Thursday, April 28, 2011

The Growth of Christianity in Roman Empire

Constantine's monogram
made with the first two letters
 of "Christ" in Greek
A religious movement that started at a remote corner of the Roman Empire eventually became the official religion of the empire in a matter of three centuries. What exactly was the secret of this movement that made it so successful? If we can find the secret, that will be a lesson to all such movements of our own times.

Christianity started as a reform movement within Judaism. The Jews had settled in all the major cities of the empire, and Christianity was taken to them by the end of the first century by apostles like Paul. It is understandable that a lot of Jews found this movement attractive and joined it. But how about all those non-Jews who joined this movement? What did Christianity offer them that made it worth social estrangement, hostility from neighbors, and possible persecution? This question was asked in a PBS program and it was answered by several eminent theologians and historians. Elaine Pagels, a professor at Princeton, summarized their views stating that this movement’s secret lay in its new vision of God and of man, and in the way of life built upon this new vision.

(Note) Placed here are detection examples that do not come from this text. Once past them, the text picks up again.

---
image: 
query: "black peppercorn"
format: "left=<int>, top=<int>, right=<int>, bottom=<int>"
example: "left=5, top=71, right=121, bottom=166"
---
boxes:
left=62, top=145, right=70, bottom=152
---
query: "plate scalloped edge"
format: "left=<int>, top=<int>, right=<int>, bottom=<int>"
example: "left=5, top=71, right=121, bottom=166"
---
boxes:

“The gods of the ancient world, if you look at them, their images, if you read about them in the Iliad, and the poetry of Sophocles..., the gods looked like no one more than the aristocrats, the emperor and his court. They looked like the courtiers.” After stating the condition of the popular gods of the time, Pagels explains how the god presented by this new movement is different. “God is made manifest in a peasant, probably a man who didn't write, a man who came from the people, a man who was completely unimpressive in worldly terms and much more like the vast majority of people.” The God of Christianity was someone like them, and they could relate more easily with that God. As Mark presents in his gospel, this was a God who suffered intense pain as humans normally do, and not a god who makes people suffer.

The gods of the ancient world looked like the emperor—very different from the common people. But the creation story of Christianity asserts that human beings were created in the very image of God. Pagels says, “And it would have been enormous news to many people who never saw their lives having value. I think that is a powerful appeal of this religion.... The Christian movement seemed to convey a sense of human worth ….. it conveys royal status on every person.”

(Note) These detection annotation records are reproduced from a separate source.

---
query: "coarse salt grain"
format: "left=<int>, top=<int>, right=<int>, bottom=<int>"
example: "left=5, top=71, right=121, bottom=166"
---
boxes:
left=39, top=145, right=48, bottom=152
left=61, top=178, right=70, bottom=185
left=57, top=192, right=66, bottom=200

Based on this new vision of God and man, Christianity developed a way of life that was very much appealing to others. They made a community in which people took care for each other. Pagels says, “We know that when people joined the Christian communities in Rome, for example, they would be buried. This is not something anyone could take for granted in the ancient world. And this society was one in which people took care of one another.”

As Pagels rightly says, this was a powerful and dynamic cultural movement that provided meaning to human existence. This movement was very different from what we see in our world today in the same name. The Christianity in our world is the corpse of the Christianity in the Roman Empire. It is no more a dynamic movement. That is why people are no more attracted to it. How this dynamic movement died out is another question worth considering. It looks like the death happened as soon as this movement occupied the throne of the imperial religion in Rome.